A Seleção masculina não teve mais sorte, enfrenta a Argentina, sua principal rival na América do Sul, e quatro seleções europeias com tradição e títulos na modalidade, incluindo a França, que a eliminou na última edição dos jogos.





Para os otimistas existem dois lados nessa moeda. A história da modalidade aponta evolução e melhora nos resultados recentes da Seleção, principalmente no feminino, o que é um dado animador. A Seleção feminina se classificou para sua primeira Olimpíada, Sydney-2000, após o ouro conquistado nos Jogos Pan-Americanos de Winnipeg-1999. O oitavo lugar em Sydney começou a despertar atenção para a Seleção no cenário mundial. Em 2004, mais uma vez, o Brasil voltou a carimbar o passaporte para os Jogos Olímpicos, desta vez no masculino e no feminino, em Atenas. O masculino terminou a competição em décimo lugar e o feminino terminou em sétimo. Em Pequim-2008, depois de históricas campanhas invictas das seleções no torneio de classificação para os Jogos Olímpicos, a equipe feminina terminou na nona colocação, e a masculina, em 11º lugar. Na edição de Londres-2012, o Brasil confirmou para o mundo que o handebol do país estava se consolidando entre os melhores do mundo.

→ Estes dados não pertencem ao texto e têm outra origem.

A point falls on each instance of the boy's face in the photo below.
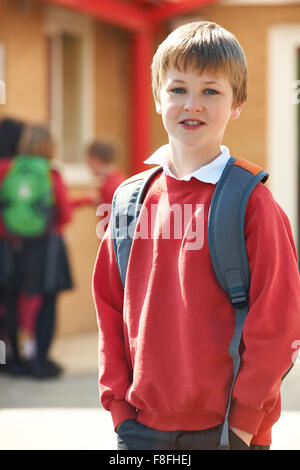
(196, 109)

A seleção feminina conseguiu se classificar para as fases eliminatórias como líder de seu grupo, após vencer fortes seleções como Montenegro, Croácia e Grã Bretanha, confirmando a melhor campanha da modalidade na história dos Jogos Olímpicos com um sexto lugar, superando a sétima colocação conquistada em Atenas-2004. No ano seguinte, no Mundial disputado na Sérvia, a mesma Seleção do Brasil conseguiria o melhor resultado da história do país, sagrando-se campeã após vitória na final contra as donas da casa. Mesmo com essa credencial, nas Olimpíadas sediadas em sua casa, a torcida a favor não alterou muito os resultados. O Brasil novamente caiu nas quartas, tanto no masculino quanto no feminino. Esse novo ciclo olímpico apontará para o caminho do crescimento, regressão ou estagnação?

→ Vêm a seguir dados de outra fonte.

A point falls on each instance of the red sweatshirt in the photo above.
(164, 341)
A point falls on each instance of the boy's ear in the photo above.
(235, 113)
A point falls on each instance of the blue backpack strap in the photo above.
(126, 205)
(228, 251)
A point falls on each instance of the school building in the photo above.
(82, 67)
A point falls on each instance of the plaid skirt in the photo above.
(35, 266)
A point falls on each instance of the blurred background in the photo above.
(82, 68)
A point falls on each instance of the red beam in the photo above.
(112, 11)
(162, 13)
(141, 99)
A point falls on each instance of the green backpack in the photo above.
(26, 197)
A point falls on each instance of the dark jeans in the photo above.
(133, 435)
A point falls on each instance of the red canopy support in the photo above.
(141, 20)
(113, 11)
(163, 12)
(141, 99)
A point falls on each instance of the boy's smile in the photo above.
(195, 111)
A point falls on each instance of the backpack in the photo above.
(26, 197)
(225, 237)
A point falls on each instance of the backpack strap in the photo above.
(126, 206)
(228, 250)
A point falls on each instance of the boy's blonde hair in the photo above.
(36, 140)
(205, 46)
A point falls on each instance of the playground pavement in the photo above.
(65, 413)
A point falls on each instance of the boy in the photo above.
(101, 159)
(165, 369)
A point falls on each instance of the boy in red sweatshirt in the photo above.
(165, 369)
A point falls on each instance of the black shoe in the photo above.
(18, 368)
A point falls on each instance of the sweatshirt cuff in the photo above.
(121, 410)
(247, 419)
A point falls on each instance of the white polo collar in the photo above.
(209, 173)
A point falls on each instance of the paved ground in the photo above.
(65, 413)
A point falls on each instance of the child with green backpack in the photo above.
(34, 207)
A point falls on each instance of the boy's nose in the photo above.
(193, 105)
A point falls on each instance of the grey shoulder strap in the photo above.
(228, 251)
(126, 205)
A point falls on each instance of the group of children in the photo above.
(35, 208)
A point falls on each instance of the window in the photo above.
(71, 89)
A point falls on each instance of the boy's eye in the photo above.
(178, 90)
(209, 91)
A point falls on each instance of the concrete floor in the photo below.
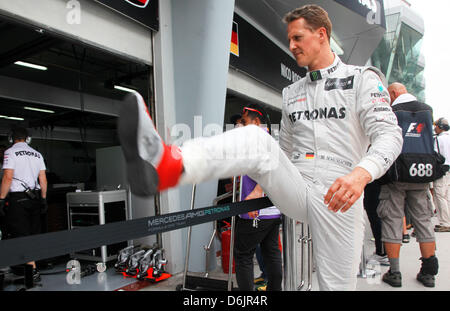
(111, 281)
(409, 266)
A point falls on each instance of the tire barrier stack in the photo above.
(142, 264)
(47, 245)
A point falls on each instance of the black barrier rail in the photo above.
(47, 245)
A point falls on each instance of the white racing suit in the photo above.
(329, 119)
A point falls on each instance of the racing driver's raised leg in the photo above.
(153, 166)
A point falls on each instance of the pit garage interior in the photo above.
(67, 94)
(71, 102)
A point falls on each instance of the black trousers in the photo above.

Crédito: reprodução/youtube/TNTSportsBrasil



Se depender dos investimentos, a evolução até as Olimpíadas do Rio está colocada em risco, e não só no handebol. Para fazer aquela que foi sua melhor campanha da história, o país registrou um recorde no investimento esportivo por parte do Estado. Foram R$ 3,2 bilhões gastos no ciclo olímpico (2013-2016), sem contar a construção das modernas arenas e obras de infraestrutura na cidade. Porém, o cenário se alterou para o novo ciclo. O investimento público foi de R$ 2,8 bilhões, uma queda de R$ 350 milhões (11%) em comparação com os Jogos do Rio, o que pode afetar diretamente o desempenho dos atletas na competição. Na disputa do último mundial, realizado em 2019, as verbas para o handebol, que totalizavam cerca de R$14 milhões por ano, foram reduzidas para pouco mais de R$ 1,4 milhão após corte de seus principais patrocinadores, os Correios e o Banco do Brasil, o que comprometeu todo o planejamento e calendário de preparação. Ao contrário do que muitos gestores podem pensar, nem tudo se resolve com a junção de talentos dentro de uma quadra.


Os testes na preparação da Seleção masculina, comandada pelo técnico Marcus Tatá, se encerraram no dia 10 de julho, após a disputa do torneio de Nuremberg, na Alemanha. No triangular, que contava com Brasil, Alemanha e Egito, a Seleção verde e amarela terminou em terceiro após derrotas para os dois adversários. A Seleção feminina comandada pelo técnico Jorge Dueãnas, se saiu um pouco melhor, com uma vitória contra a seleção de Montenegro e duas derrotas para a seleção húngara nos três últimos testes antes do embarque para Tóquio. O torneio masculino terá início no dia 24 de julho, e o feminino, no dia 25 de julho . Ambos serão realizados no Yoyogi National Gymnasium. A seleção masculina estreia contra a Noruega, às 21h do dia 23 de julho no horário de Brasília. Já as mulheres iniciam a caminhada contra o Comitê Olímpico Russo (ROC), às 23h do dia 24 de julho no horário de Brasília.